Gonzalo Cuallado Salinas, Angelillo, falleció el pasado domingo 26 de junio, cuando justamente cumplía 90 años. Murió en su localidad de exilio y acogida, en Chaufailles (Francia). Pues aunque naciese en Valencia en 1926 y tuviese la casa familiar en uno de esos chalets-cooperativa republicanos de la calle José Zaragozá su vida no fue nada fácil. Sobre todo en aquellos años de la cruel represión franco-falangista de la década de los 40 y 50.

Él fue siempre una persona alegre, trabajadora, sencilla, con un futuro obrero en alguna de las carpinterías que pululaban por los bajos del barrio de Patraix. Pero su calle era sinónimo de comunistas y socialistas, y la policía visitaba, con todas las connotaciones de duelo y represión añadidas, las viviendas cada dos por tres.

Hasta a su padre vinieron a detenerlo cuando yacía de cuerpo presente, pues había sido un destacado dirigente del PSOE. Es por ello que en el primer momento que llegó hasta sus oídos, sotovoce, la noticia de la actividad guerrillera no se lo pensó dos veces y junto con otros jóvenes de Patraix (Vicente Boix, Lucas Hernández y Elietes) partieron al monte no presentándose en la Caja de Reclutas al requerimiento de su quinta.

Era el 10 de diciembre de 1946. Tenía 20 años y se le pondría el sobrenombre de Angelillo, por lo mucho y bien que cantaba, en homenaje a ese reconocido músico madrileño de dulces colores, de la copla. Aunque fuesen sus ronquidos lo que más preocupara a sus compañeros en más de una ocasión al hilo de las noches entre sábanas de romero.

Como guerrillero antifranquista, integrado en la AGLA (Agrupación Guerrillera de Levante y Aragón) estuvo casi siempre a las órdenes de Jalisco y de Chaval, y de Grande, jefe de Sector de todos ellos y que alguna vez algún historiador militar le reconocerá el honor de haber sido el mejor jefe de guerrillas de todos los tiempos en la España moderna.

La zona de Cofrentes fue su lugar de acción más habitual. Solo en 1952, tras seis años de monte, y lucha y resistencia contra todo el poder de la dictadura que amalgama un sin fin de asperezas de derecho de ley, Angelillo, Ventura y Teo partieron hacia el exilio de Francia. Ya se había decidido la evacuación general.

Allí rehizo su vida, primero con nombre falso, con el que muchos todavía aún lo saludaban, y luego con el verdadero. Allí se casó con Oliette, y formó su familia de la que nacieron dos hijos, y retomó su oficio de carpintero. Siguió siendo comunista, pues era la militancia base del monte.
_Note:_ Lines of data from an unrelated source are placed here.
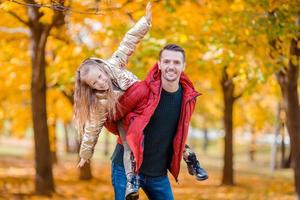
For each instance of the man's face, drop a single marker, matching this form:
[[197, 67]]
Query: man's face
[[171, 65]]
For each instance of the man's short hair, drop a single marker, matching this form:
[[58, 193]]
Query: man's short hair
[[173, 47]]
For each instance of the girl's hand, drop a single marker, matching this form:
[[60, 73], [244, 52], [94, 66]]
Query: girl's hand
[[148, 13], [82, 162]]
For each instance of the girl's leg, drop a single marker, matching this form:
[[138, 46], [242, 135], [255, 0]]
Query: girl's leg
[[193, 164], [132, 185]]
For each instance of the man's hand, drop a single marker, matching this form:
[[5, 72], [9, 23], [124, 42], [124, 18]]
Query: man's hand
[[82, 162], [148, 13]]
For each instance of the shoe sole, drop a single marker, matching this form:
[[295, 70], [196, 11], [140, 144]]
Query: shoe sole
[[132, 196]]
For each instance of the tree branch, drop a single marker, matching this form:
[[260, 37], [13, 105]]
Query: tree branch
[[18, 18]]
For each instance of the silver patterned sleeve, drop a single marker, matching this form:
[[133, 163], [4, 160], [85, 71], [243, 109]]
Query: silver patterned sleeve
[[128, 44], [92, 130], [121, 77]]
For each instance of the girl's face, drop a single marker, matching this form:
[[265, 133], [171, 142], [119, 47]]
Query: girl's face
[[97, 79]]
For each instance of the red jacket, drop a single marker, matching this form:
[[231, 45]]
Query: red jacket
[[138, 104]]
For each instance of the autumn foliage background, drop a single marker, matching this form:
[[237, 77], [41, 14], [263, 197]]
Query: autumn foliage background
[[242, 55]]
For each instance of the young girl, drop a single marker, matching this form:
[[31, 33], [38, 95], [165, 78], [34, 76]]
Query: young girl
[[98, 85]]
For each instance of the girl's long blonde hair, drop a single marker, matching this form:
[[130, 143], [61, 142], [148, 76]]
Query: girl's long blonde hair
[[85, 99]]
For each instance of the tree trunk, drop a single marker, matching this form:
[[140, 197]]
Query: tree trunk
[[39, 33], [283, 148], [288, 81], [67, 142], [275, 143], [228, 98], [38, 37], [252, 149]]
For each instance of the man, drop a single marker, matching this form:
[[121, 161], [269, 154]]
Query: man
[[157, 115]]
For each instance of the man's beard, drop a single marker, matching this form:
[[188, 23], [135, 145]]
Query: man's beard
[[170, 79]]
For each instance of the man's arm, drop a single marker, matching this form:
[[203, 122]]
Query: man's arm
[[128, 102]]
En los años sesenta pudo regresar. Lo hacía en sus temporadas de vacaciones. Y de nuevo su casa de la calle Zaragozá estuvo abierta.

Con la muerte de Angelillo, como antes la de Teo, Andrés, Grande, Ceferino o Celia vamos perdiendo en Valencia capital la memoria viva de un tiempo áspero y común, tan lleno de ejemplos evidentes de utopía social y valor. Es la Historia, con mayúsculas. Sin ellas no habría ni referentes ni discusión política. Por eso, señor alcalde Ribó, desde aquí le pido una calle o una plaza para todos ellos.